Desde 1999, con Chávez primero y Maduro después, en Venezuela se ha subido el salario mínimo en 42 ocasiones. La última hace apenas 3 años, con un incremento del 103% y un resultado apoteósico: 51,9% de los venezolanos vive en situación de pobreza, la inflación habitual es del 75%, 7 millones de ciudadanos han huido del país y los ingresos medios mensuales del inmenso segmento social desfavorecido apenas superan los 10 euros.
La legislación laboral en España es cosa de Yolanda Díaz, devota seguidora de la «revolución bolivariana», cuyos efectos son medibles: entre los años cincuenta y ochenta Venezuela estaba entre los 10 países más ricos del mundo; hoy padece la segunda economía más miserable del planeta, según el respetado informe elaborado a partir de las teorías del economista Arthur Okun.

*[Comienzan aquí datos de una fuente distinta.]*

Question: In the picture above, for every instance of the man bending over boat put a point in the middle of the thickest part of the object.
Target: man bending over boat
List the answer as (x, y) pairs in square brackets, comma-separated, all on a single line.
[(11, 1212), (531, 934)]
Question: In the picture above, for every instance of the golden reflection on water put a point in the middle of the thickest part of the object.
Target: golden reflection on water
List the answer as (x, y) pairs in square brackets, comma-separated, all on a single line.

Esa horrible realidad contrasta, como en España, con unas cifras oficiales que, por ejemplo, sitúan la tasa de paro venezolana por debajo de la española, con «solo» 11% de parados. Quien tenga algo de osadía intelectual, por leal que sea a sus colores, tendrá que aceptar al menos la evidencia de que los números pueden maquillarse, con artificios contables creativos, sin que ello modifique la dura realidad.
Ocurre en España, que bate récord de empleados según el cacareo gubernamental, sin que parezca preocuparle la aparatosa contradicción entre ese entusiasmo y la reducción de horas trabajadas, la merma de la productividad, el crecimiento del gasto en subsidios y la pérdida de poder adquisitivo.
Quizá porque, simplemente, es mentira y con Sánchez se ha implantado la terrorífica idea de que el ciudadano debe creer más a las consignas repetidas que a sus propios ojos, con una especie de embrujo similar al desplegado por el CIS con sus encuestas, epítome del tezanismo, que es el sistema métrico de un régimen que okupa y manipula las instituciones para recrear un universo ficticio de prosperidad a la medida del patrón.
Al dinero le pasa como a la felicidad o a la salud: no se pueden imponer por decreto, pero se puede trabajar para que mejoren las condiciones que ayudan o protegen los tres campos decisivos del desarrollo humano.
Los buenos sentimientos tampoco garantizan nada por sí mismos, y suelen ser un autohomenaje que se conceden los malos políticos para presumir de una autoridad moral superior a la que los hechos y sus consecuencias les conceden.
En España cerca de 98% de las empresas son familiares y con apenas 5 trabajadores, lo que las acerca en realidad al mundo del autoempleo: ellas y sus plantillas soportan, sin embargo, buena parte de la recaudación fiscal del Estado, un ladrón con placa de Policía que llama «justicia social» al latrocinio de unos y al secuestro electoral de otros.
Con la experiencia venezolana tan fácil de comprobar, y las estadísticas españolas tan sencillas de desmontar, se entiende mal el empeño del gobierno en seguir legislando contra quienes mantienen el cotarro, salvo que el plan sea exterminar a esa clase trabajadora formada por autónomos y pequeños empresarios que mandan en su hambre, y también en su voto, para entregarse de lleno ya a un país de pobres, ignorantes y, eso sí, mucho IBEX 35.
Porque si algo le gusta a un gobierno chavista son las multinacionales cotizadas y controladas: es más fácil entenderse con un puñado de directivos con intereses muy concretos que medirse contra esos involuntarios revolucionarios, rabiosamente independientes, que tienen un tallercito, cuatro furgonetas o una nave para fabricar puertas blindadas, todavía inútiles para frenar a la peligrosa banda de los ladrones con rostro de cemento.